Ayer habló en el programa OESTE BA RADIO DE FM OMEGA y dijo: “Con mi hermano lo compramos en 1970. Era sólo un bar en aquel momento, luego lo ampliamos un poco y se puso una despensa y durante muchos años convivieron las dos cosas, hasta que recientemente y producto de la pandemia cerramos el bar, al que ya venían muy pocos vecinos y todos muy mayores” contó.

En los primeros años “el bar solo tenía movimiento de noche porque los gauchos venían a tomar el Cinzano y las cartas, pero ya no lo abrimos más. Tratamos de salir lo menos posible por la pandemia. Mi señora y yo somos jubilados por ahora estamos zafando y estamos vacunados. Aunque tenemos la posibilidad de radicarnos en Trenque Lauquen, nos cuesta mucho dejar este lugar”.

A finales de los 60, la familia Montero que eran colonos de esa zona del distrito se hizo cargo del bar. En realidad, él y su hermano, y todo gracias al conmutador telefónico que había en ese momento en ese lugar. “Mi hermano empezó a trabajar en el bar y conoció a mucha gente, se instaló la cabina telefónica pública y los colonos y los campos tenían teléfonos con abonados y el hombre se fue y había que seguir con las cabinas”.

Entonces, la gente de los “campos nos ayudaron para que siguiéramos con el servicio del conmutador, nos ayudaron para comprar el negocio y desde entonces quedamos aquí, en 1983 mi hermano se fue a Trenque Lauquen y yo me quedé con mi señora”. El teléfono semi público sobrevive y es un servicio que aún se presta “aunque hoy todos tienen celulares, a veces pasa un camionero que se quedó sin batería y lo usa”.

LA VIDA EN LA ZONA RURAL

“Nosotros estamos bien aquí, tenemos medio de transporte y tenemos nuestras hijas en Trenque Lauquen” dice Montero en la entrevista radial.

“Los viajantes y proveedores no vienen más por estos caminos y entonces no te queda otra que ir a la ciudad a comprar las cosas, no viene nadie ni de los frutas ni las verduras. Tuvimos que dejar de trabajar ese rubro. En tantos años nosotros somos como una familia con la gente del pueblo porque somos pocos en la ciudad”.

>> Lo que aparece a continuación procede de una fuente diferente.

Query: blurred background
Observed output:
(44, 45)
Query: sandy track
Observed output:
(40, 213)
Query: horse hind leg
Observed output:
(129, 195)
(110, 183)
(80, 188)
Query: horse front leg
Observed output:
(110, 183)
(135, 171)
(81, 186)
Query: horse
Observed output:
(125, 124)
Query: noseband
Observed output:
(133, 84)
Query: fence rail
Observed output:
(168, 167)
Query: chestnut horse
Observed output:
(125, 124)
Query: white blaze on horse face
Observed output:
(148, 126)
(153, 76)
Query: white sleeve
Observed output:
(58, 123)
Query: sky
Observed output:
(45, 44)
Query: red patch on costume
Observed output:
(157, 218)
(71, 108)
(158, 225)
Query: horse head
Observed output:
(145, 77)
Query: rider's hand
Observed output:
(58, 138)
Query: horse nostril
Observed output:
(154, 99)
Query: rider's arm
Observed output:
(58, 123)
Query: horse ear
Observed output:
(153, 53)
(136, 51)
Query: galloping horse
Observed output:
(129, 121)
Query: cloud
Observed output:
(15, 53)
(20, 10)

La Central era el nombre que tenía cuando lo compraron en 1970 y sigue llamándose así. “Cuesta un poco arrancar desde aquí aunque sabemos que los servicios y todo es más cómodo en Trenque Lauquen” dice el hombre de 74 años que todos los días cumple religiosamente con el horario comercial de 8 a 13 y de 15.30 a 20 horas.

“No es mucho el movimiento porque somos 140 habitantes o menos y hoy la gente viaja mucho y con la tarjeta compran en las ciudades. Somos el boliche de emergencia para cuando la gente se olvida algo”.

En 50 años nunca cerró y el servicio telefónico semipúblico continúa “es un compromiso estar abierto siempre, sólo cuando me tuve que operar hace 2 años cerramos.  No me imagino sin el almacén porque es una consigna que todos los días abrimos a las 8. Se extrañó el bar porque todos los días venían algunos vecinos sólo venían un rato y no se iban tarde porque son todos mayores, pero todas las tardecitas jugaban al mus y charlábamos aquí”.

“¿Si nos sentimos olvidados? Todos los intendentes siempre vinieron, esa es la verdad. Los que vienen sólo en tiempo de elecciones son los concejales, y eso duele” dice el hombre.